Arbeiten im Krisenmodus – zweiter Teil der Reportage folgt
Die Priorität lag zunächst auf der Wiederherstellung der Erreichbarkeit und der Stabilisierung der Systeme und Services. Doch wie organisiert man die tägliche Arbeit in solch einem Ausnahmezustand? Wie navigiert die IT im verborgenen Netz, im Darknet, um die Spuren der Angreifer zu verfolgen? Und wie gelingt es der SCHUNCK GROUP, wieder in den Normalbetrieb zurückzukehren?
Im zweiten Teil unserer Reportage tauchen wir tiefer in den Krisenmodus ein.
Faktencheck zur Cybergefahr
- Cybervorfälle sind das TOP-Geschäftsrisiko 2024
Ransomware-Attacken, Datenpannen und IT-Ausfälle sind für Unternehmen in Deutschland und weltweit das größte Risiko (36 %) – mit deutlichem Abstand zu den Gefahren der Betriebsunterbrechung und dem Klimawandel (Quelle: Allianz Risk Baromenter 2024). - Schadenfälle infolge von Cybervorfällen steigen rasant an.

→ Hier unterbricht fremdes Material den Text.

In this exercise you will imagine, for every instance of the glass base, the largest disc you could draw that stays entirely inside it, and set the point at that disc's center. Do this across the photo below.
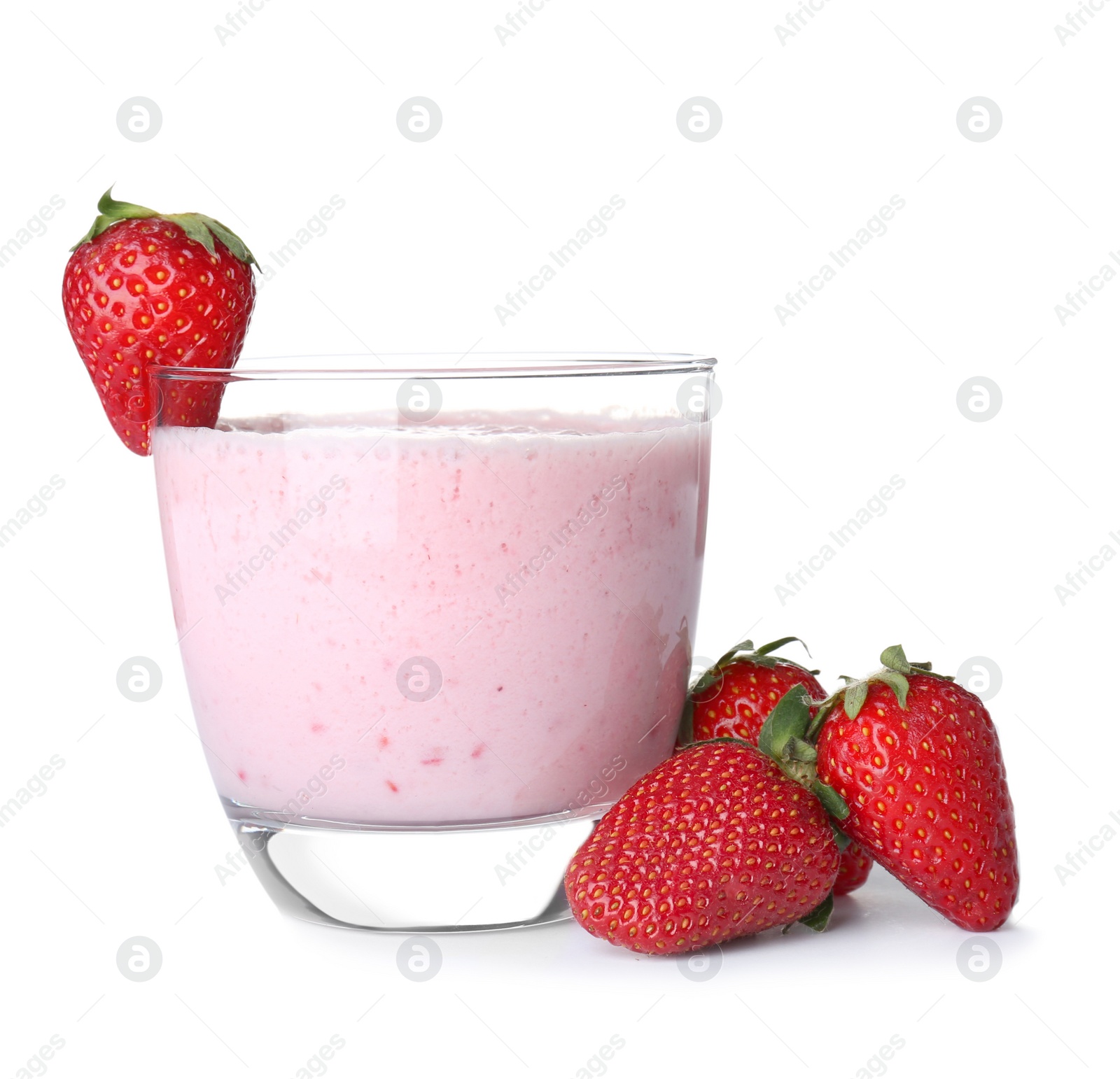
(462, 877)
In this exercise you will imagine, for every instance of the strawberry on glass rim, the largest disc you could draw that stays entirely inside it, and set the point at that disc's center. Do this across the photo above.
(144, 288)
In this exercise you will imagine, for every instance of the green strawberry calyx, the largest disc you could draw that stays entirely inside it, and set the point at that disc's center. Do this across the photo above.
(784, 739)
(744, 651)
(197, 226)
(853, 694)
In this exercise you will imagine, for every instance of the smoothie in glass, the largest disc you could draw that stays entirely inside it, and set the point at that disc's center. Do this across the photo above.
(483, 618)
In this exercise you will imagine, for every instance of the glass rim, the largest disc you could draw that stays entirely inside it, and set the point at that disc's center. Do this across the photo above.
(531, 365)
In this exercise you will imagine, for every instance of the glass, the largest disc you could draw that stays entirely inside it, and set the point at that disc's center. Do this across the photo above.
(436, 614)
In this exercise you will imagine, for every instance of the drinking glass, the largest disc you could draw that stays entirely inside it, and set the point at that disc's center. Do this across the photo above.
(436, 614)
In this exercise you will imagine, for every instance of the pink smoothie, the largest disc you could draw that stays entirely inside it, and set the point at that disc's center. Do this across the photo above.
(477, 620)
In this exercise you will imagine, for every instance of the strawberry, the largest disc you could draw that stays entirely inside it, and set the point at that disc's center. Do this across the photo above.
(855, 869)
(734, 700)
(918, 761)
(144, 288)
(714, 843)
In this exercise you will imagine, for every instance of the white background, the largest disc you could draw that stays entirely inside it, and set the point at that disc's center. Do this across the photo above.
(818, 134)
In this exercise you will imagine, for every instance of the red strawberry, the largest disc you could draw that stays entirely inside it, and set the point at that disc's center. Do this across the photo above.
(715, 843)
(144, 288)
(736, 696)
(855, 869)
(916, 758)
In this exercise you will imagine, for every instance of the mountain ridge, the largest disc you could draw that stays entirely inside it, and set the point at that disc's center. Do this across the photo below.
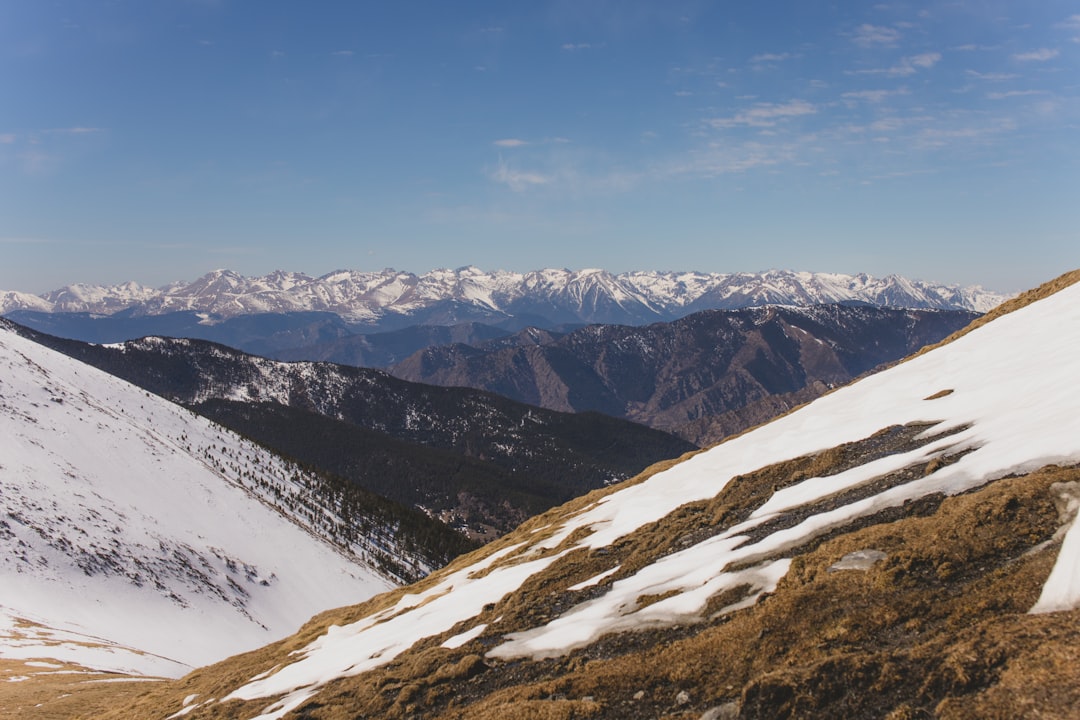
(891, 549)
(444, 297)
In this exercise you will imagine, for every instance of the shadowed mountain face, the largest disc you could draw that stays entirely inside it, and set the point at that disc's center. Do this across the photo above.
(903, 547)
(477, 461)
(740, 367)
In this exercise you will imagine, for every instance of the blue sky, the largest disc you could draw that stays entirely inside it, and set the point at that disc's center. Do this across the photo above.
(156, 140)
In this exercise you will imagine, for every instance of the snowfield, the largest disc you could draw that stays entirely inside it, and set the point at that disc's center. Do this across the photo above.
(129, 519)
(1001, 399)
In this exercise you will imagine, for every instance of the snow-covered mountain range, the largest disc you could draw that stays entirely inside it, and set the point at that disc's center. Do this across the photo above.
(166, 542)
(889, 549)
(470, 294)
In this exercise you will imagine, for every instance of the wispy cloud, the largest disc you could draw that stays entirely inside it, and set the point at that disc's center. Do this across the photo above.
(875, 95)
(771, 57)
(1071, 24)
(871, 36)
(1040, 55)
(907, 65)
(516, 179)
(73, 131)
(1015, 93)
(993, 77)
(716, 159)
(25, 241)
(765, 114)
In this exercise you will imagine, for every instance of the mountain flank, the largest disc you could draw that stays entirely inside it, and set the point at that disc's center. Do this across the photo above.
(902, 547)
(702, 377)
(473, 460)
(295, 316)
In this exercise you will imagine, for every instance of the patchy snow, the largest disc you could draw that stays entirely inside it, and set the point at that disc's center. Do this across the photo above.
(1062, 589)
(1013, 409)
(152, 531)
(595, 580)
(458, 640)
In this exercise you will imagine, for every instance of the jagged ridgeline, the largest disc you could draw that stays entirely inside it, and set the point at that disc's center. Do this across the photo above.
(902, 547)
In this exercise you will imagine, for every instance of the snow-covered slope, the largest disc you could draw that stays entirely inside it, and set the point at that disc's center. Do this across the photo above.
(591, 296)
(997, 402)
(135, 522)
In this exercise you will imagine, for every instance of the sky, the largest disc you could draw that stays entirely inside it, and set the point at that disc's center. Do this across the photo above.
(159, 140)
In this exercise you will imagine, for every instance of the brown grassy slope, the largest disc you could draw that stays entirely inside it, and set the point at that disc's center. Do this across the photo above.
(29, 692)
(939, 627)
(942, 616)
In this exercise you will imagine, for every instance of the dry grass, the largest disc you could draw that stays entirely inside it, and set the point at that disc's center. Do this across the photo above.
(937, 628)
(64, 692)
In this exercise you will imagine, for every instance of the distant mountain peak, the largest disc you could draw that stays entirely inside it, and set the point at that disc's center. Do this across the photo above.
(441, 297)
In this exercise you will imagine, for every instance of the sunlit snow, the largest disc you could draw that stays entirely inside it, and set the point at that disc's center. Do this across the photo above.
(133, 520)
(1013, 408)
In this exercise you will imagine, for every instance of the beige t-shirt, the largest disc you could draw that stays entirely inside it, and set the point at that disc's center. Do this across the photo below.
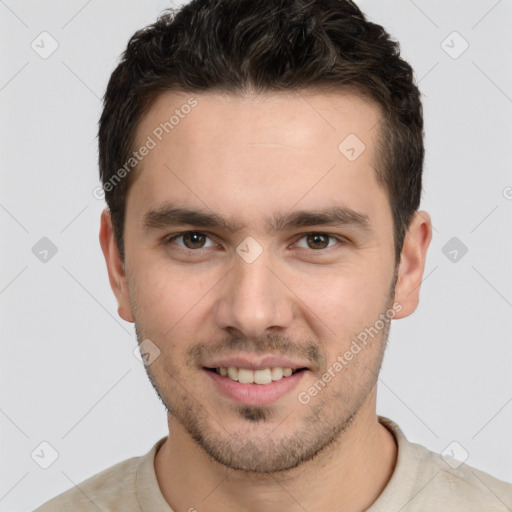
(422, 481)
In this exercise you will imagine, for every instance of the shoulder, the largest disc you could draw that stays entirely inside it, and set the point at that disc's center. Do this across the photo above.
(461, 485)
(110, 490)
(424, 480)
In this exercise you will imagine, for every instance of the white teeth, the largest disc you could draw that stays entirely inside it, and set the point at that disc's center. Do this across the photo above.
(262, 376)
(277, 373)
(247, 376)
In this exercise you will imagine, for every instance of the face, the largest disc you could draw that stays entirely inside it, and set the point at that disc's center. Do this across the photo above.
(254, 243)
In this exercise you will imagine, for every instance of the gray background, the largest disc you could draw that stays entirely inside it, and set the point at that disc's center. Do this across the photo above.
(68, 375)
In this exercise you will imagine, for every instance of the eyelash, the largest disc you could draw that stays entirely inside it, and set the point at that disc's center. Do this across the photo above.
(168, 240)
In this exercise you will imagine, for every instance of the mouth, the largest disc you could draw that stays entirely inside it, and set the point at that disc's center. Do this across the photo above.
(262, 377)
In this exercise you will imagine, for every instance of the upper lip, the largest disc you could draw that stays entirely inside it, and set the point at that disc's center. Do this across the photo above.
(255, 363)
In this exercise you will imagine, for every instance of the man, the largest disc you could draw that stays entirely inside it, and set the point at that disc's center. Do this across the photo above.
(262, 166)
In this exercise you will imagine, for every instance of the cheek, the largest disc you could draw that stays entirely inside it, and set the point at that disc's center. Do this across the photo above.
(169, 299)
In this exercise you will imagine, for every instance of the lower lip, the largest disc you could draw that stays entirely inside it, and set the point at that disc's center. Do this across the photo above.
(255, 394)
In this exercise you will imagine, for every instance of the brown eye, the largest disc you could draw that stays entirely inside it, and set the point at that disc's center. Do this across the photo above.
(194, 240)
(317, 240)
(191, 240)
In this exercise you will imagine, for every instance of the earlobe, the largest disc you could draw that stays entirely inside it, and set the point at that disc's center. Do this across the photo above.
(412, 263)
(115, 267)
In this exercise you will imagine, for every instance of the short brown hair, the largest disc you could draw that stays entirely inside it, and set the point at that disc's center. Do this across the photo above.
(267, 45)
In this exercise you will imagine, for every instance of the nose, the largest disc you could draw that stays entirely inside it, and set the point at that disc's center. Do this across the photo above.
(254, 298)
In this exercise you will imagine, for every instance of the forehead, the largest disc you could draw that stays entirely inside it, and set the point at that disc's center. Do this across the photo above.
(255, 151)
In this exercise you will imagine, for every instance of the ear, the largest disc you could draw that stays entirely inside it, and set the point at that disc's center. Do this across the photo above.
(412, 263)
(115, 267)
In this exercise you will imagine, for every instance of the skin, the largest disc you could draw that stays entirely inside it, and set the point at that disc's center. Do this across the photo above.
(245, 157)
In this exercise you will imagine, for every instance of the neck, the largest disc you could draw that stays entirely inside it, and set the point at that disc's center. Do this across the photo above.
(348, 475)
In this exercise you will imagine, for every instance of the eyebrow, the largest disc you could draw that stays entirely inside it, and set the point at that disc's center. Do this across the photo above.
(169, 215)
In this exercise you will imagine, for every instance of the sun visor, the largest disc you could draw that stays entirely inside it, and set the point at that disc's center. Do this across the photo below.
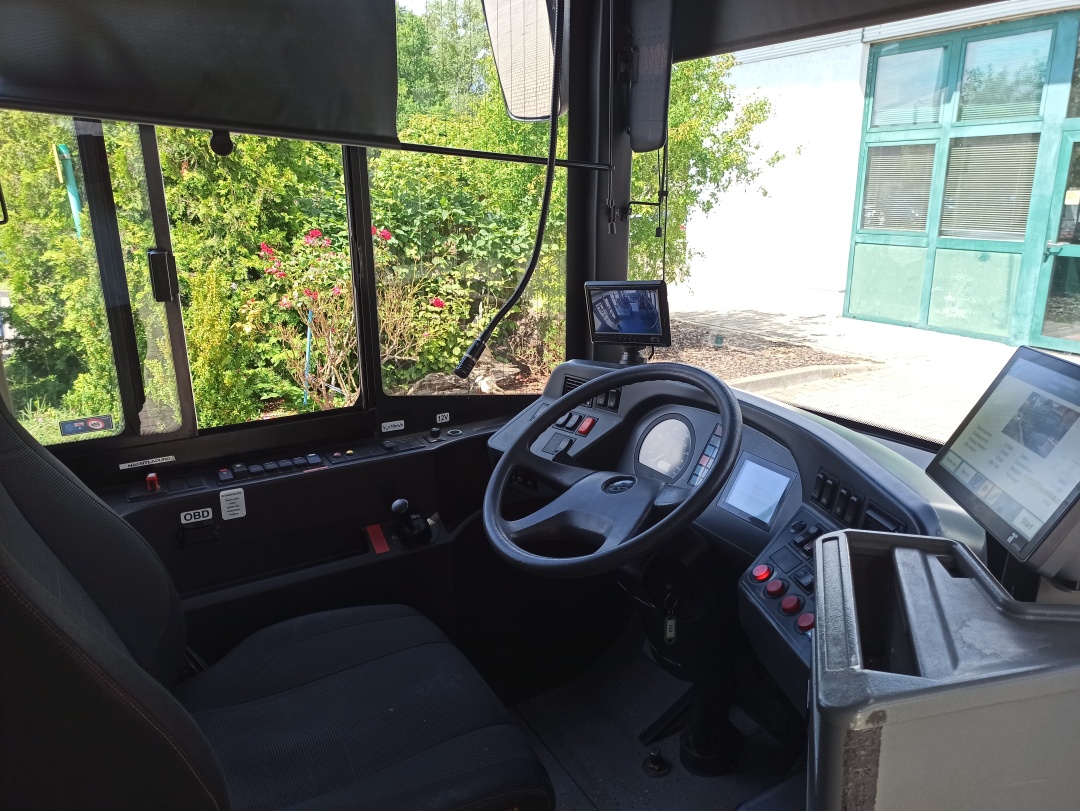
(314, 69)
(710, 27)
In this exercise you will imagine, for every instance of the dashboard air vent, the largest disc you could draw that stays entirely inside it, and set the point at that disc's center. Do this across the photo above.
(569, 383)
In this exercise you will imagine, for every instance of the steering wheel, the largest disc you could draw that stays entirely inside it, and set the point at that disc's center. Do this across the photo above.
(608, 508)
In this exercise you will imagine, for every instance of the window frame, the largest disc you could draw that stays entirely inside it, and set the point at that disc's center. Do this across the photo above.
(1065, 28)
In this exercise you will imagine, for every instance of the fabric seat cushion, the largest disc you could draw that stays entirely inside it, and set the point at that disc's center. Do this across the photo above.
(361, 707)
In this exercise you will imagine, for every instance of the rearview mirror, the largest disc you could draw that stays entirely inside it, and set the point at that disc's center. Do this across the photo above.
(523, 42)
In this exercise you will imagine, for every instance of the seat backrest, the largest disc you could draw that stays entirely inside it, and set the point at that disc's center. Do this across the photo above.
(91, 640)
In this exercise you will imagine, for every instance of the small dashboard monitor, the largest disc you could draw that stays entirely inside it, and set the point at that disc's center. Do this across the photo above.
(632, 313)
(1014, 462)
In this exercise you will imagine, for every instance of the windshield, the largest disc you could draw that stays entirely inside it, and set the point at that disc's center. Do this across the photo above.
(896, 212)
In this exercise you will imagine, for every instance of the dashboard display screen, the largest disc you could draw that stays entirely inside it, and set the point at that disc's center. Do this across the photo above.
(756, 489)
(1017, 455)
(629, 312)
(666, 447)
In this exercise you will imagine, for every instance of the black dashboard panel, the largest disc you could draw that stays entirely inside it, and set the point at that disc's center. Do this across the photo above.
(838, 478)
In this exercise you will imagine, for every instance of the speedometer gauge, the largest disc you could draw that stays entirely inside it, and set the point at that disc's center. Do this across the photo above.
(666, 447)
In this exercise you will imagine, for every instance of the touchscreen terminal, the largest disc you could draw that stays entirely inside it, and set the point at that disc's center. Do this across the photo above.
(629, 313)
(1014, 462)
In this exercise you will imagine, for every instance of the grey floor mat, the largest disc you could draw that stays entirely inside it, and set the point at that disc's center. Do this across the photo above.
(585, 732)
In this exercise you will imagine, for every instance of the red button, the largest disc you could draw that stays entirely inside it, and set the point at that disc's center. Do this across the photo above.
(774, 588)
(760, 572)
(791, 604)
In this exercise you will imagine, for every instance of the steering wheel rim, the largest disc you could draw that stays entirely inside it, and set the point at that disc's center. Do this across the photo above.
(596, 505)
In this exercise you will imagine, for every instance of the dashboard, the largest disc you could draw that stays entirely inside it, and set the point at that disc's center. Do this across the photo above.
(796, 478)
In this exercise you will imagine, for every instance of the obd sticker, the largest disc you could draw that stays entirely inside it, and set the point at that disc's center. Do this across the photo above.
(197, 516)
(232, 504)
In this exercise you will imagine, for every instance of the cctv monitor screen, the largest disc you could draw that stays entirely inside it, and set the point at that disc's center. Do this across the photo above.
(1014, 462)
(629, 313)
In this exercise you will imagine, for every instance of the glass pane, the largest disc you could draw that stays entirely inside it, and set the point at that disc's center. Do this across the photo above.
(1067, 230)
(908, 89)
(973, 291)
(261, 245)
(57, 352)
(161, 411)
(988, 187)
(887, 282)
(1074, 108)
(448, 91)
(1062, 315)
(1003, 78)
(451, 238)
(896, 196)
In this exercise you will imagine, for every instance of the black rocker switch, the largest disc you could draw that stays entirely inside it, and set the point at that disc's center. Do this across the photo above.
(412, 527)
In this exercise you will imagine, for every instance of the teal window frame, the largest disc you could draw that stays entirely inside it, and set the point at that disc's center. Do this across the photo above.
(1050, 124)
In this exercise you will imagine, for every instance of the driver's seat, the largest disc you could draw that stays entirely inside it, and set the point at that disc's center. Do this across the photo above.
(356, 708)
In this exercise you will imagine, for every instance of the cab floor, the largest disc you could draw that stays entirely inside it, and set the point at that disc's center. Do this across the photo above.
(585, 732)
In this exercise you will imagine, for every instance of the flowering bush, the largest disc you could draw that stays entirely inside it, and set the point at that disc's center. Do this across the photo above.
(309, 288)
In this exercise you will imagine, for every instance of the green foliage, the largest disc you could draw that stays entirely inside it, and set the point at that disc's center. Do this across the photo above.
(451, 237)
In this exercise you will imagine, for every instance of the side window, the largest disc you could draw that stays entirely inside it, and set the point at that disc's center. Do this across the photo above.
(261, 245)
(451, 237)
(57, 352)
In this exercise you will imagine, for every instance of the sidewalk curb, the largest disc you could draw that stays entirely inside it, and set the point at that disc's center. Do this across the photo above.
(804, 375)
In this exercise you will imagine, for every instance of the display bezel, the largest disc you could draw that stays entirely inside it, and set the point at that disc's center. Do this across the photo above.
(628, 339)
(1001, 530)
(743, 459)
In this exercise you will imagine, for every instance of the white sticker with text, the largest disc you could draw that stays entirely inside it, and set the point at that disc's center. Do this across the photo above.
(197, 516)
(232, 504)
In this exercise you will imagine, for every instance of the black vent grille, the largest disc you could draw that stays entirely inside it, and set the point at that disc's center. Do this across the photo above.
(569, 383)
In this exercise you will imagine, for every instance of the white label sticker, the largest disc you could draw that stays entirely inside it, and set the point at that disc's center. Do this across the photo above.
(232, 504)
(197, 516)
(144, 462)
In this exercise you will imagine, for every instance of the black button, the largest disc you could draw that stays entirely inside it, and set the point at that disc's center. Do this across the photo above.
(852, 510)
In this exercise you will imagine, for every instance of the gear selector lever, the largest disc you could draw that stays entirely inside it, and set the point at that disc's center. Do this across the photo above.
(412, 527)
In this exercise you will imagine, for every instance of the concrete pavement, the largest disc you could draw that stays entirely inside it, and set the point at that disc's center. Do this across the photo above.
(919, 381)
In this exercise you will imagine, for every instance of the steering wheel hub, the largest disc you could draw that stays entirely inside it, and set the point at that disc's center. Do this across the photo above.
(622, 516)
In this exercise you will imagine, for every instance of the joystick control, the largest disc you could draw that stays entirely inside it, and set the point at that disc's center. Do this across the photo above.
(412, 526)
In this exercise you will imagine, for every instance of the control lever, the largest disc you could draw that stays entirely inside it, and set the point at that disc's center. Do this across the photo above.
(412, 527)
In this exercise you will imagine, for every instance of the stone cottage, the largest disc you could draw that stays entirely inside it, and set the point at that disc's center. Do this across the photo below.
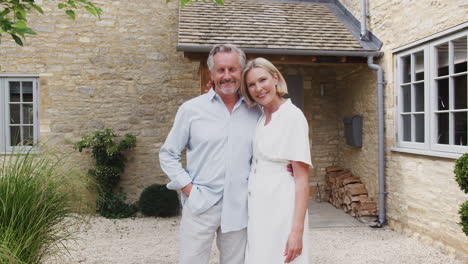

2023 ist die Zahl der Schadenfälle gegenüber dem Vorjahr um mehr als 50 % gestiegen – insbesondere durch neue Technologien, wie Generative AI, zur Automatisierung von Angriffen mit effektiver Malware und Phishing (Quelle: Allianz ebd.). - Mehr als die Hälfte der Unternehmen waren bereits Cyberopfer.
Rund 58 % der Unternehmen in Deutschland waren mindestens einmal Opfer einer Cyber-Attacke. Dabei kommt es zu Gesamtschäden von über 200 Milliarden Euro (Statista 2024). - Manager*innen sind besorgt um ihre Cybersicherheit.
87 % der Manager*innen bezweifeln, dass ihr Unternehmen ausreichend gegen die digitale Bedrohung gewappnet ist. Diese Besorgnis ist auf die weltweite Zunahme von Ransomware und Datenmissbrauch zurückzuführen (Quelle: Global Cyber Risk and Insurance Studie von Munich Re 2024). - Cybersicherheit hat oberste Priorität in der Supply Chain.
Im Supply Chain Management gilt Cybersicherheit als der entscheidende Faktor für den Erfolg von Unternehmen. 43 % der Studienteilnehmer*innen hat in den letzten 12 Monaten bereits einen Cyberangriff erlebt, während fast zwei Drittel befürchteten, dass ihre Lieferkette im Jahr2024 durch einen solchen Angriff behindert werden könnte (Quelle: Supply-Chain-Pläne 2024 von Software Advice). - 4,18 Mio. $ kostet ein Dateneinbruch ein Logistik-Unternehmen im Durchschnitt.
Die Logistik-Branche steht auf Rang 3 der am stärksten Branchen (Quelle: Hornetsecurity, Cyber Threat Report 2021/22). Ein Datenverstoß kostet im Transportwesen durchschnittlich 4,18 Millionen Dollar (Quelle: IBM Security, Bericht über die Kosten einer Datenschutzverletzung 2023).